Israeli Ada E. Yonath became just the fourth woman to win the Nobel Prize in chemistry and the first since 1964. She follows in the footsteps of such esteemed female scientists as Marie Curie, who shared the 1903 prize in physics.
Ms. Yonath, 70, was honored along with Americans Venkatraman Ramakrishnan and Thomas Steitz for their detailed mapping of cells’ protein-making factories – a key step in developing antibiotics and finding ways to defeat bacteria’s resistance to drugs.
In a press release, the academy hailed their work “for having showed what the ribosome looks like and how it functions at the atomic level.” Some antibiotics work by interfering with the ribosomes of harmful bacteria and preventing them from infecting their host.
Reached at her home in Rehovot, Israel, where she is associated with the Weizmann Institute of Science, Ms. Yonath downplayed the relative novelty of being among so few women on the Nobel list. A Jerusalem native, she earned her doctoral degree from the Weizmann Institute in 1968.
“People talk to me about it, of course, but I look at myself as a scientist. The fact of my gender is less important,” she told The Washington Times. She will be continuing “to look at characteristics of ribosome,” she said, although not necessarily in conjunction with her fellow prize winners.
So far, two other women have won the Nobel Prize this year. Carol Greider, 48, a Johns Hopkins University professor and research scientist, and Elizabeth H. Blackburn, 60, a professor of biology and physiology at the University of California at San Francisco, won the Nobel Prize in Physiology or Medicine on Monday.
Ms. Greider is director of molecular biology and genetics at the Hopkins Institute for Basic Biomedical Sciences. Both women, along with Jack W. Szostak, a professor of genetics at Harvard Medical School, won the award for solving a crucial problem in cell biology – identifying and fully documenting chromosome activity that can be a marker of how cells age.
Thomas H. Lane, an industrial chemist in Michigan who is president of the American Chemical Society, called the recognition of a female chemist “a wonderful sign of progress” because “52 percent of all chemistry degrees are now earned by women.
“I think we attribute that to the fact if you speak to 15-year-old girls, they say they want to help people. And if you talk to 15-year-old boys, they want to make a lot of money.

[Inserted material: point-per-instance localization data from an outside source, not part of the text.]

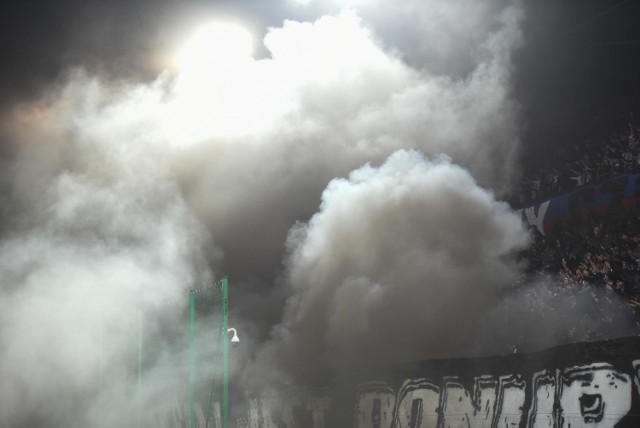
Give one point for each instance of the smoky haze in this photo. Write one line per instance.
(400, 263)
(118, 197)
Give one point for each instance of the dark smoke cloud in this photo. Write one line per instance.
(399, 263)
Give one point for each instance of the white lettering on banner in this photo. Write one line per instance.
(510, 402)
(418, 404)
(374, 405)
(595, 396)
(318, 407)
(459, 410)
(541, 414)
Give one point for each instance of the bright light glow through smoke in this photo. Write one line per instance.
(214, 84)
(215, 45)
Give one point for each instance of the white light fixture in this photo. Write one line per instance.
(234, 338)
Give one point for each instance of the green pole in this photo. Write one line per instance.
(225, 341)
(139, 401)
(192, 360)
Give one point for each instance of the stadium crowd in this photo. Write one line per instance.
(596, 158)
(591, 263)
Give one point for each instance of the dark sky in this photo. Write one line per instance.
(581, 59)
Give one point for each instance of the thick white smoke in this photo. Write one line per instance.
(119, 197)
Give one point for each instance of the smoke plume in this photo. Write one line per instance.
(118, 197)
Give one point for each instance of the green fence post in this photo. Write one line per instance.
(192, 360)
(139, 398)
(225, 340)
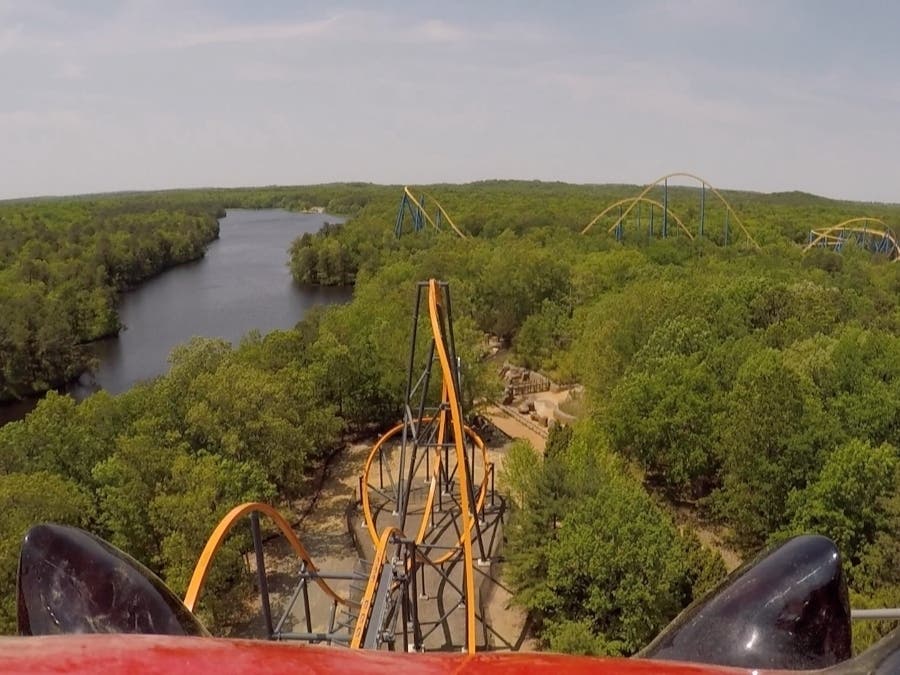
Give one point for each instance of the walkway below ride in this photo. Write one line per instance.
(426, 528)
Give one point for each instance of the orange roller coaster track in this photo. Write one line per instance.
(452, 511)
(201, 570)
(642, 197)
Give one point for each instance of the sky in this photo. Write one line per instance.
(104, 95)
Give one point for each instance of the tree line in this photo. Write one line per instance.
(759, 386)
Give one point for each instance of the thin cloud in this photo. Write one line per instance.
(254, 33)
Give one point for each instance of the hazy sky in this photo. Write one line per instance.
(135, 94)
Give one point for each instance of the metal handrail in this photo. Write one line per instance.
(873, 614)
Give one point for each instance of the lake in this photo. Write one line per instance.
(242, 283)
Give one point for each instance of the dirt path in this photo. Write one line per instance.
(513, 426)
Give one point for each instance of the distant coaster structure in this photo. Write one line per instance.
(662, 227)
(415, 209)
(866, 232)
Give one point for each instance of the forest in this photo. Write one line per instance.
(754, 384)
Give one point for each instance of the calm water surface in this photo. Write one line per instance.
(243, 283)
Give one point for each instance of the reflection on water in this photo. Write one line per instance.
(243, 283)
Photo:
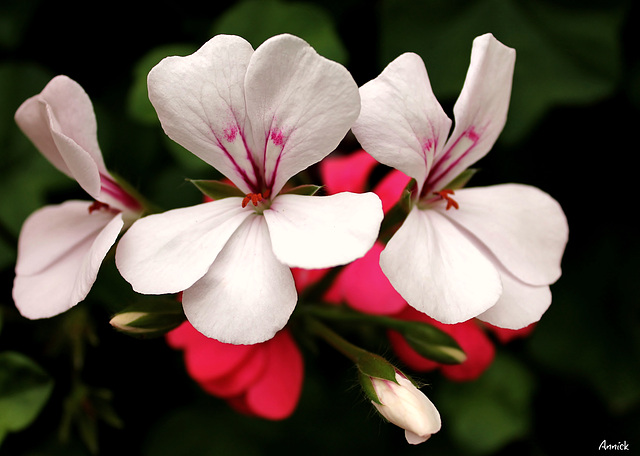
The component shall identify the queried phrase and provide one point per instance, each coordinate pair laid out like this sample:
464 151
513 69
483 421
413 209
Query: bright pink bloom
263 379
492 257
363 286
259 117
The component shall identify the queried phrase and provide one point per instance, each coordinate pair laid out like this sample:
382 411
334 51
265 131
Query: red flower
364 287
263 379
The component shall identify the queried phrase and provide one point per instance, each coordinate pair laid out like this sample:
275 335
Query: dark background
571 131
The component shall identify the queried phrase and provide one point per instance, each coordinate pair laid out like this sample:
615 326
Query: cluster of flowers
460 260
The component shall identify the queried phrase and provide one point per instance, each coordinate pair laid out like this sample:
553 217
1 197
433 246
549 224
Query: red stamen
97 205
255 198
444 194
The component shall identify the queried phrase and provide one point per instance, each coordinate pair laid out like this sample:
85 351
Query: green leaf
24 390
258 20
485 415
565 55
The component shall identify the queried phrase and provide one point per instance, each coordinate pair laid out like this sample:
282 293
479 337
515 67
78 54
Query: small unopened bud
149 319
404 405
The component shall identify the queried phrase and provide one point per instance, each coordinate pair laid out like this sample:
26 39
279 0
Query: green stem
345 347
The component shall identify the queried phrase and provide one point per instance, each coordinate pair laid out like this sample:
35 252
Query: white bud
407 407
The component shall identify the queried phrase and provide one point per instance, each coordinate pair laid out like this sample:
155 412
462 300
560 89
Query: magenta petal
276 395
390 188
365 288
207 359
240 379
348 173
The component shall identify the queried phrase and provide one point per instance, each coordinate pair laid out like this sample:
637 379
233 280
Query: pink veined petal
365 288
61 123
322 231
200 101
347 173
169 252
401 123
247 295
438 270
301 106
275 396
522 226
519 305
480 112
60 251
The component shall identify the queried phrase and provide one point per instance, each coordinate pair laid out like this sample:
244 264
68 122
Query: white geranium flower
486 252
61 247
259 117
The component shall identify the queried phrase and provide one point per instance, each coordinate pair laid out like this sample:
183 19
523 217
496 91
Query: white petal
439 270
323 231
523 227
169 252
481 110
61 123
519 306
60 251
401 123
200 101
301 105
247 295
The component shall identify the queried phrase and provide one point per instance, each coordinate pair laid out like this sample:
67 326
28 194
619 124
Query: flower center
255 198
446 195
98 206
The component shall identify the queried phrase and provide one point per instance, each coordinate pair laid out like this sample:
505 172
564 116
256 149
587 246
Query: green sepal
373 365
150 318
432 343
305 190
462 179
216 190
426 339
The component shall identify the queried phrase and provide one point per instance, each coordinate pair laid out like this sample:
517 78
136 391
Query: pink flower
363 286
259 117
469 335
61 247
489 252
263 379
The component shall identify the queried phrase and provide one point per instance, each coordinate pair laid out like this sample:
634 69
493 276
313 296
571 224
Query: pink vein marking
471 134
110 187
230 134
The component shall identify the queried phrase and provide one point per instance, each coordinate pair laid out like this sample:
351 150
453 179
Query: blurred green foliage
574 383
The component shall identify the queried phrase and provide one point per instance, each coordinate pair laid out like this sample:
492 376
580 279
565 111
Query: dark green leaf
24 390
258 20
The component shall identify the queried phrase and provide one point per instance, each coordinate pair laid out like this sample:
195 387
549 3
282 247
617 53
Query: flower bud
404 405
149 319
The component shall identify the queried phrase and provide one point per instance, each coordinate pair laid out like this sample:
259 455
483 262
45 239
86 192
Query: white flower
487 252
407 407
259 118
61 247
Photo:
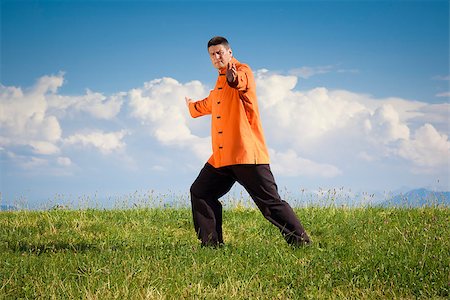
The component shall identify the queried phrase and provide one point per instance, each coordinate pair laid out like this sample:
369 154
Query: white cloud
160 106
104 142
24 120
343 126
288 163
96 104
428 149
315 133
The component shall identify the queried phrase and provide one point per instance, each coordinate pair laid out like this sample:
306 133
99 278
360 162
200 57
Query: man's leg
210 185
259 182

With chemistry you can do both,” he told The Times while on his way to talk to University of Wisconsin graduate students on “what it takes to be successful in the real world.”

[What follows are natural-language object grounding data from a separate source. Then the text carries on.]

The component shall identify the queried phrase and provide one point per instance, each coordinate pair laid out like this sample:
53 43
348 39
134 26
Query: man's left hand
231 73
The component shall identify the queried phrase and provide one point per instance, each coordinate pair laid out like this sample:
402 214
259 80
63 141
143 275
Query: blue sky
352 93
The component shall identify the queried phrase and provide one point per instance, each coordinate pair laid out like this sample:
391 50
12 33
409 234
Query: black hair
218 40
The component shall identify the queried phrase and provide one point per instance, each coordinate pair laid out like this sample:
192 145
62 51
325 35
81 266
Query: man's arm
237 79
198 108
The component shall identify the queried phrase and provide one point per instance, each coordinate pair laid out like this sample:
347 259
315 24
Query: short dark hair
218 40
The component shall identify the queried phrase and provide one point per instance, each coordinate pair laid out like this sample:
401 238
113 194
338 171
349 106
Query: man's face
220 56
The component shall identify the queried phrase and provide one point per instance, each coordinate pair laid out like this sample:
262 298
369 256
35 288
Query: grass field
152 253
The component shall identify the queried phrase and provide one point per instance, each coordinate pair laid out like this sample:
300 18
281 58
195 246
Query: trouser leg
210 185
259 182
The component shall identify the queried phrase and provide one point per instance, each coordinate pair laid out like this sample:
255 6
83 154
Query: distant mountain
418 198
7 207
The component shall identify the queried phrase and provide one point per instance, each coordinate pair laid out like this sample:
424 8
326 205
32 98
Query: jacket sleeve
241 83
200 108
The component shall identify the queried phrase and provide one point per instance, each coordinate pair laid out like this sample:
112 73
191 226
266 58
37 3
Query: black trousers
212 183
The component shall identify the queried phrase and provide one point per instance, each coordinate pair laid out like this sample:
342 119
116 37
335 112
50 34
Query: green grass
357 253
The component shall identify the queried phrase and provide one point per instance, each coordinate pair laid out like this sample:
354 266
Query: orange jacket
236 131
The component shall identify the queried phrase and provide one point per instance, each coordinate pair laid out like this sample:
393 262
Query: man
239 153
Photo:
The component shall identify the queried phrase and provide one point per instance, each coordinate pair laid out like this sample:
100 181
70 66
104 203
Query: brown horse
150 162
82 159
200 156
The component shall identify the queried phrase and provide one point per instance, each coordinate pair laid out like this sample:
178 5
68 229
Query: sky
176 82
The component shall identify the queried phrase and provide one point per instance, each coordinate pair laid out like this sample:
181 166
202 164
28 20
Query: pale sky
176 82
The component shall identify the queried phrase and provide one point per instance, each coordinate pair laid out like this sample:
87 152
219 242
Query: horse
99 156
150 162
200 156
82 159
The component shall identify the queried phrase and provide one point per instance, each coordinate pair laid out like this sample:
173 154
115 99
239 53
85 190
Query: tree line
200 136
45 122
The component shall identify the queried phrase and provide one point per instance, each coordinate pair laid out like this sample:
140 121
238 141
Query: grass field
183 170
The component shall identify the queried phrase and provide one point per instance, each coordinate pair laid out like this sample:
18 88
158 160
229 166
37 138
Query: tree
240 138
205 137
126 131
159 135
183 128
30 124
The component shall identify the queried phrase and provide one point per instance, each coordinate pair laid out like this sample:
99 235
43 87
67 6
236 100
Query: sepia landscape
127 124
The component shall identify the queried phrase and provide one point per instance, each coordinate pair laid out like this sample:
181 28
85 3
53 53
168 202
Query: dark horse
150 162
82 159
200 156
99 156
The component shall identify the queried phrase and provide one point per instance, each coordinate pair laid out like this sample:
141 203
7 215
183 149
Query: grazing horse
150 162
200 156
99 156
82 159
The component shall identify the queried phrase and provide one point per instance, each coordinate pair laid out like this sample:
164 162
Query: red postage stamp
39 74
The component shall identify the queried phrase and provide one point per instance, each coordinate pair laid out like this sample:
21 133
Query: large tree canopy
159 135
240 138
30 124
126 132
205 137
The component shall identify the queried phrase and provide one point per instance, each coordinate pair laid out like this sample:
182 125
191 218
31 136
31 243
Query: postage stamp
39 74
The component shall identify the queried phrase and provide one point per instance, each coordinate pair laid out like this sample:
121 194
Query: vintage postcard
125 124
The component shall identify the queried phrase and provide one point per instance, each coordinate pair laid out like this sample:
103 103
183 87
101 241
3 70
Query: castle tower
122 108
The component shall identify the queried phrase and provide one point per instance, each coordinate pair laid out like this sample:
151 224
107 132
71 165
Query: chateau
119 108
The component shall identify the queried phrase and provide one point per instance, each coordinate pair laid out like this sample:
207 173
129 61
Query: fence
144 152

The three scientists, who will share the $1.4 million award in Stockholm on Dec. 10, had worked independently, even competitively.

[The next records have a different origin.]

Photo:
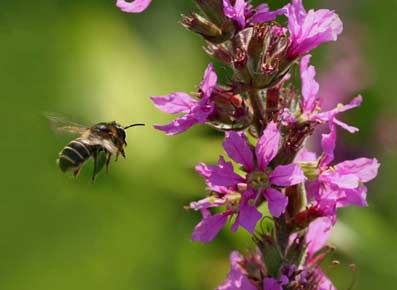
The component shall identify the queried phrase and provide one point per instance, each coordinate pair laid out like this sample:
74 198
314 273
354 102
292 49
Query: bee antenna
133 125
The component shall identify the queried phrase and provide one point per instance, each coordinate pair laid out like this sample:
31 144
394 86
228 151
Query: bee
100 141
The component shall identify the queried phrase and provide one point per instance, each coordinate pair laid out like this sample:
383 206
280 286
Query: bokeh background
91 62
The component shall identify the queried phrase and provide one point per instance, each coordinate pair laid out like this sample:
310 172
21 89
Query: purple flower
316 237
235 204
195 111
135 6
263 13
310 29
236 279
310 103
236 12
245 14
341 184
273 284
259 178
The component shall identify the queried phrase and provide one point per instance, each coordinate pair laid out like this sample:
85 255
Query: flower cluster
266 122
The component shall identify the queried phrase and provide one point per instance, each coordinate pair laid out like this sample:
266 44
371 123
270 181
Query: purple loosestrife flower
310 29
236 11
316 238
310 107
259 177
196 111
245 14
341 185
237 278
235 204
263 13
246 272
135 6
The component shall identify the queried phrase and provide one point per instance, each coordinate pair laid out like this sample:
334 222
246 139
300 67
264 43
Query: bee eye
121 133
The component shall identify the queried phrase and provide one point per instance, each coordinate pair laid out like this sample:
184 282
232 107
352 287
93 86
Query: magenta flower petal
310 29
208 83
237 148
345 126
263 14
276 201
177 126
366 169
340 108
310 86
247 217
223 174
347 181
207 202
135 6
356 197
305 156
318 234
268 145
206 172
175 103
328 142
236 280
325 283
287 175
209 227
236 12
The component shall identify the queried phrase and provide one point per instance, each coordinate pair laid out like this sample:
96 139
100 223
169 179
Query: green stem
259 110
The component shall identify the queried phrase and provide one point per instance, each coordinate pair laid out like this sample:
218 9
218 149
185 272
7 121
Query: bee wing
61 124
105 143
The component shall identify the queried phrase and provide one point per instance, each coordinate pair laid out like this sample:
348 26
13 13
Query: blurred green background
91 62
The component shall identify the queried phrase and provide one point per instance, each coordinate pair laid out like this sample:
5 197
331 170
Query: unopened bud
219 51
201 25
310 169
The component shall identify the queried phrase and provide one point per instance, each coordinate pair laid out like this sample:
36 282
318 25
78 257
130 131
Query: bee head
121 133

“It was a series of discoveries,” Ms. Yonath said in response to another media inquiry. “We still don’t know everything, but we progressed a lot.”
The scientists used X-ray crystallography to locate the positions of the hundreds of thousands of atoms that compose the ribosome. Their models revealed how different antibiotics bind to ribosomes, thus advancing knowledge of how to develop new antibacterial drugs, according to the Nobel citation.
A grand reception hosted by Yale President Richard Levin was planned Wednesday afternoon for the Milwaukee-born Mr. Steitz, 69, a Yale professor of molecular biophysics and biochemistry who also is an investigator with the Howard Hughes Medical Institute.
Yale professor Peter Moore, who has worked with Mr. Steitz since they were graduate students at Harvard University in the 1960s, told The Times that it was only the third time a Yale faculty member has won the prize.
“Nobel has certain rules and one is that no prize can go to more than three individuals at a time,” he said, praising the academy’s choice of his friend and colleague. “We never doubted they would find him. … He has made a very large number of large contributions in his career, and this is the icing on what is a very substantial cake.”
The same prize “could perfectly well be given in physiology and medicine,” he noted. “But it is not inappropriate to come from chemistry. Chemists care awfully much about atoms and that was the question asked.”
Mr. Lane predicted that “what will end up happening is that other scientists will take what these three have learned and begin to design other weapons in our arsenal against antibiotic-resistant bacteria.”
Mr. Ramakrishnan, 57, who holds American citizenship, was born in India and earned his doctoral degree in physics at Ohio University. He has worked at the Brookhaven National Laboratory and currently is a senior scientist and group leader at the Structural Studies Division of the MRC Laboratory of Molecular Biology in Cambridge, England.
“I thought it was an elaborate joke,” he told the Associated Press about the early morning call from the academy. “I have friends who play practical jokes. I complemented him on his Swedish accent.”